The biggest disconnect are those that think “disruptivr technology” somehow changes a taxable transaction.

The 1099-K debate is ground zero for chicanery sold by politicians that are red as well as blue in order to sell delusional fairy tales and essentially buy votes.

The issue over 1099-K reporting was born when the budget busting $1.9 trillion American Rescue Plan Act of 2021 was passed.

It might surprise you that there is a projected $1 trillion gap between what the IRS believes Americans owe in taxes and what they actually pay. Most of this is not tied into paychecks and such that have paper trails.

And while there are big fish out there bending rules to the point they break, there are significantly more small fish doing the same thing.

The 1099-K reporting rule for revenue of $600 or more received via revenue transactions on e-commerce platforms was implemented to cover part of the $1.9 trillion bill Congress created.

It was projected to raise $8.4 billion over a decade from those individuals using e-commerce platforms to rent their homes and market homemade items.

They are basically escaping paying any taxes that everyone else pays.

The squawking has been on how those that don’t owe money will get caught up in the IRS dragnet.

Too bad everyone riding their high horse on this one has nicely ignored the standard 1099 requirement for independent contractors that has been around for decades.

It has been up to 1099 independent contractors for years to keep track of costs versus earnings.

If you will recall, Uber and Lyft “contractors” screamed bloody murder a few years back when their income was found to be taxable just like that of their old-fashioned kissing cousins known as independent taxi drivers.

Income is income, whether it is extra or earned by freelancing.

If you are running a business — which is exactly what someone who is renting their home via Airbnb and uses e-commerce platforms and not credit cards or checks to handle payment is doing — you are generating taxable transactions.

That’s $300 a night you get for running a hotel in a residential neighborhood or using your garage as a mini factory to turn out handmade trinkets for $50 a pop constitutes a business.

And just like a business, reportable income is taxable.

That does  not mean the entre $300 or the entire $50 is taxable.

Just like a business, the IRS allows you to cover expenses. What it doesn’t allow you to do is to get off Scot-free without paying taxes on the portion of your revenue that is betterer known as profit.

It is what those that are part of the 1099 economy have to do. They need to track expenses to determine reportable income.  It is what every business does. Just because someone uses technology that the world labels as “disruptive’ doesn’t change the basic fact one is operating a business that produces taxable revenue.

Taxable revenue is how government pays for the freeways that trucks roll down so commerce works including whatever business you are conducting whether it is out of your home or out of a storefront.

The IRS last week delayed requiring those that process transactions to send 1099-K tax forms to platform sellers or the IRS. That means 2022 sales won’t be subject to IRS scrutiny.

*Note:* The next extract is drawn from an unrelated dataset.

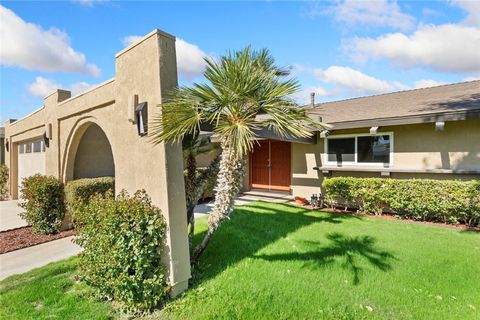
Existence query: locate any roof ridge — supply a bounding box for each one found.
[314,79,480,108]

And while it is clear there are those in the gig economy who are paying taxes they owe on such transactions, based on the IRS’ own estimated $800 million in annually owed taxes will go unpaid in 2023 and lost forever.

Making this all the richer — Democrat and Republican politicians that promoted the 1099-K reporting as a way force tax compliance without creating new taxes to fund the $1.9 trillion COVID relief spending package — are working to increase the threshold.

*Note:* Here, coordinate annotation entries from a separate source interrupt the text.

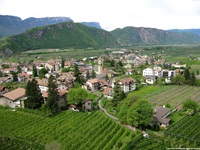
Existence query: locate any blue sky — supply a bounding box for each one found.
[0,0,200,31]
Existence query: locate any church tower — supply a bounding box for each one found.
[98,59,103,74]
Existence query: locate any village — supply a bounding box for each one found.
[0,49,194,127]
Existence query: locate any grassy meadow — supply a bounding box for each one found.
[127,85,200,108]
[0,108,171,150]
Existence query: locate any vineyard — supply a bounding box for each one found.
[165,114,200,147]
[0,109,173,150]
[126,85,200,107]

Prior to Congress changing the rules, the reporting threshold was $20,000 if someone had more than 200 transactions.

Rep. Carol Miller, a Republican from West Virginia, has gone on record supporting the IRS decision as has almost everyone else in Congress.

But she also asks a question that no one else seems to be asking in DC these days:  She wonders whether the administration has the legal authority to delay the 1099-K requirement given it is explicitly spelled out in the American Recovery Act language that it has to be in place to collect taxes for 2022.

The short answer, of course, is that unlike working stiffs the tech disruptors and their darling minions have friends in high places in both Sacramento and Washington.